Nicole Baker who is the co-founder of biologit, an early-stage technology startup using artificial intelligence solutions for pharmacovigilance and clinical safety, took us through an interesting session on why AI is needed for monitoring safety of medicinal products at Rising 2020.
Baker who started as an immunologist soon realised that there is a lot of data to read through and that’s when she explored the use of artificial intelligence to bring about ease and efficiency in her pharmacovigilance work.
For the uninitiated, pharmacovigilance is the science and activities relating to detection, assessment, understanding and prevention of adverse effects or any other medicine-related problems.
Before a medicine is authorised for use, evidence of its safety and efficacy is limited to the results from clinical trials, but after the medicine goes into public use, there can still be cases of adverse drug reactions which can be reported by doctors, nurses, and even users themselves. Pharmacovigilance involves ensuring that the patient is safe and that the medicine is not causing adverse reactions.

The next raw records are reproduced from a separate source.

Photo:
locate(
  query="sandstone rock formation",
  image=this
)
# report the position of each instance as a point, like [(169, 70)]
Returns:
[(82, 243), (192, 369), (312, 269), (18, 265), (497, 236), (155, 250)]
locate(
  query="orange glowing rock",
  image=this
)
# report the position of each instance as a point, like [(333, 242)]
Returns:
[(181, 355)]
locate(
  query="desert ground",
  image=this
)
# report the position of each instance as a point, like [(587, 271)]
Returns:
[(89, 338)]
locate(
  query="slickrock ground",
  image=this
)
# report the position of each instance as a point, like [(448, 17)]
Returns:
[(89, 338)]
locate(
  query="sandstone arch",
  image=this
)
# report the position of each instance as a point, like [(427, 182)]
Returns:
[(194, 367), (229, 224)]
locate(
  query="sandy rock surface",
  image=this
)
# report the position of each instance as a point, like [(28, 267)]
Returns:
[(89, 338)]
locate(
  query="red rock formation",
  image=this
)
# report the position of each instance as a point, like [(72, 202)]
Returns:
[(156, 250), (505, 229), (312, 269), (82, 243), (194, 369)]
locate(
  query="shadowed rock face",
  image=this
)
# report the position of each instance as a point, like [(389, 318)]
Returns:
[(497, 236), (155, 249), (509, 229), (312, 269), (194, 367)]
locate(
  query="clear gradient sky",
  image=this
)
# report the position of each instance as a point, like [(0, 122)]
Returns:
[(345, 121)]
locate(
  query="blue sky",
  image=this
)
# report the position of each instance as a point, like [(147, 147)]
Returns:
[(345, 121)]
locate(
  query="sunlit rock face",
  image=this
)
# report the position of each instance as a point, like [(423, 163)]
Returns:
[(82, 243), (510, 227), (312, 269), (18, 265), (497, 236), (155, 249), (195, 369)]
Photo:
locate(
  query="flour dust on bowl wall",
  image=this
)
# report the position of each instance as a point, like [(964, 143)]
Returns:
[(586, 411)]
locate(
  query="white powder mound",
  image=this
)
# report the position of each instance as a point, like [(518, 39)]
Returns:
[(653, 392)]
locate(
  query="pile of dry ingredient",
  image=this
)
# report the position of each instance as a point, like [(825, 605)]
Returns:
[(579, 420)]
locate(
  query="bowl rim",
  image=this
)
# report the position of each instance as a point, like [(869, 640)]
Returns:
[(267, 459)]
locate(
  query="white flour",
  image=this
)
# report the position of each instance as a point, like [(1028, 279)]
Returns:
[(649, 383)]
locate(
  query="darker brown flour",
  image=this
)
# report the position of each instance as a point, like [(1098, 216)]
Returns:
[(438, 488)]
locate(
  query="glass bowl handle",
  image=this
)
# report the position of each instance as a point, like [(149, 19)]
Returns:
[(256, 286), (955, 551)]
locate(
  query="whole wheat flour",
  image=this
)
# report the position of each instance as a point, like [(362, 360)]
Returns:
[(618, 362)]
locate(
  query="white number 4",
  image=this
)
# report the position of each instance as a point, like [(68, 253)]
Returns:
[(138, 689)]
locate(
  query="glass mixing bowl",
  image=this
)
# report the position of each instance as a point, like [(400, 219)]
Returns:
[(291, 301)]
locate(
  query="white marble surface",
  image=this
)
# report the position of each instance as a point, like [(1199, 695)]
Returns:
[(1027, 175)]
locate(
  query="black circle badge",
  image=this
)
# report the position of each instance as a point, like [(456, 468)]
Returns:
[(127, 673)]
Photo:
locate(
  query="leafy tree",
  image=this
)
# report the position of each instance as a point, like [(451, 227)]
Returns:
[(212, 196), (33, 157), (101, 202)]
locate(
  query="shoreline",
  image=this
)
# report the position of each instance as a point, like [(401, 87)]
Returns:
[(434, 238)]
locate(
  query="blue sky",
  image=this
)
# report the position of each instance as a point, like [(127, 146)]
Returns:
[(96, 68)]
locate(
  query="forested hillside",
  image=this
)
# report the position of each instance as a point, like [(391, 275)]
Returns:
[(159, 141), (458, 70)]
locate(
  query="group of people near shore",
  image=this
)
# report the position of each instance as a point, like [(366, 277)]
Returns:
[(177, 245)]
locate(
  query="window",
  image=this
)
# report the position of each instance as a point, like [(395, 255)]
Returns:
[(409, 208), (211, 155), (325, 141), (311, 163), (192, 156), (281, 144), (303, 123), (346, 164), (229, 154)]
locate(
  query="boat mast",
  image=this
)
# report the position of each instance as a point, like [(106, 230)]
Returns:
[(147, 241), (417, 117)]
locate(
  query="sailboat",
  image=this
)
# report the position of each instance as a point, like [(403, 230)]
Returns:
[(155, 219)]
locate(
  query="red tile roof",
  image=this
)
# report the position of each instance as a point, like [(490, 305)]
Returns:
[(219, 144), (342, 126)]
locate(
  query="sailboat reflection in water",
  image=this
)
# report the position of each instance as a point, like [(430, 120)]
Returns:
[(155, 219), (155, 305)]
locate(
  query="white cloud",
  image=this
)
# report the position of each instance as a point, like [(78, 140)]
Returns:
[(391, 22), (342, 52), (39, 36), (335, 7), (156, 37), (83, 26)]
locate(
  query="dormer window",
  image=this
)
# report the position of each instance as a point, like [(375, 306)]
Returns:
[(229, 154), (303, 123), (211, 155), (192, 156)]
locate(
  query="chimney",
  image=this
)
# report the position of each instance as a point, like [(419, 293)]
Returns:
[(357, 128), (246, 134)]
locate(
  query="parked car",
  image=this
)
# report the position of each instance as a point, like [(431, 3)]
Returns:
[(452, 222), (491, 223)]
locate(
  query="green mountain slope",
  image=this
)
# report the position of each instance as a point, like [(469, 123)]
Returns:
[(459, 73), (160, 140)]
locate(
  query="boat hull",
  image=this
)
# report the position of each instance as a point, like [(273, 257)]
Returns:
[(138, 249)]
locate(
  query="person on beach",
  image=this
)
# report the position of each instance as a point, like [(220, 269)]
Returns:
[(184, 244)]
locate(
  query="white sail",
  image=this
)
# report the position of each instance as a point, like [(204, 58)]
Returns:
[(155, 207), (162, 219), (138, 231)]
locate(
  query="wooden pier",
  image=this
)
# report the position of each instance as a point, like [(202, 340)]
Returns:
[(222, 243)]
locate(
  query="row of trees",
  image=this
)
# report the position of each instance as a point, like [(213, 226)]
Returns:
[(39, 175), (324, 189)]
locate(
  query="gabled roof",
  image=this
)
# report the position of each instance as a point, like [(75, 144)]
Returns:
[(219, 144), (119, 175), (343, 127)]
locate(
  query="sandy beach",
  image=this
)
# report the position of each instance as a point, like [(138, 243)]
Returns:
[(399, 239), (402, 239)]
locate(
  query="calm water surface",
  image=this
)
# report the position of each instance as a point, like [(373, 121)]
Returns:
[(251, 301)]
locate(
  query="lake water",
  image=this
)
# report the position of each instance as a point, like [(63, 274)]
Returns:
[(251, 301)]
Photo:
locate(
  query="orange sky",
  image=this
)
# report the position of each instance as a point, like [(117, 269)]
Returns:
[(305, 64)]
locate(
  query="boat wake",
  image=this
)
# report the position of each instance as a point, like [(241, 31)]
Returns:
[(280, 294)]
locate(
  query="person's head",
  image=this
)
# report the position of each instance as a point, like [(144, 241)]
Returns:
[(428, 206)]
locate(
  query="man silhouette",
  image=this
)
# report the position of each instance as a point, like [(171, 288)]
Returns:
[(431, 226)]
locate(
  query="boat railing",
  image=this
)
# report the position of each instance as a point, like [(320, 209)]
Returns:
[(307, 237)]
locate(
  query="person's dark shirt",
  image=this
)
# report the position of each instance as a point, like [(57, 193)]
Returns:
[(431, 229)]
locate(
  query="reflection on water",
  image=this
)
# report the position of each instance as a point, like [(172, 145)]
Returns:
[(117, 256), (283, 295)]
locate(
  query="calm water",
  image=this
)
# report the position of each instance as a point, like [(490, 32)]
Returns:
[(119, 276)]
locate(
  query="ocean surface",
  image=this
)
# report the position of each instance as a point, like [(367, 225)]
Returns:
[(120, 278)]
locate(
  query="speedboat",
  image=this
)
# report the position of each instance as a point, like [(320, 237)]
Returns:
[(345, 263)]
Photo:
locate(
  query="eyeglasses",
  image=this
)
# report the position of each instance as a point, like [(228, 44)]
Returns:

This is where large volumes of data and information are collected. It goes into a central repository which can be then analysed to observe trends, complaints and other information. For instance, VigiBase is a WHO global dataset that has all the data on adverse drug reactions from across all the major countries.
How AI Comes Into The Picture
There are a lot of resources such as clinical data, medication, claims, molecular profiling, family history, mobile health, environmental, social media and more for pharmacovigilance experts to act on. Baker’s company biologit focuses on literature that has already been published to do its research.
“Drugs need to be monitored once a week. And most of the data conventionally is searched using search strings which can be a slow, laborious and costly process. It might take a lot of time to process thousands of pages and may sometimes result in missing information. AI helps us in increasing our efficiency and we have witnessed y-o-y growth by using AI in pharmacovigilance”, says Baker, who is also the managing director of QPPV, a pharmacovigilance and clinical safety consultancy service company.
She further highlighted the fact that literature is growing tremendously especially with Covid-19 and calls for automation in checking these papers for facts. The need to constantly monitor medicines, from development to post-market further makes it laborious.
With AI, biologit is trying to automate the detection of potential Adverse Events (AEs). It has resulted in a reduction of abstract screening cost by 80%, abstract annotation cost by 50%, removing the setup cost entirely, and more. Currently, in the alpha phase of development, they are in the process of operationalising and refining AI.
“We envision to keep patients safe by simplifying the detection and analysis of adverse effects from drug development to post-market,” said Baker while signing off.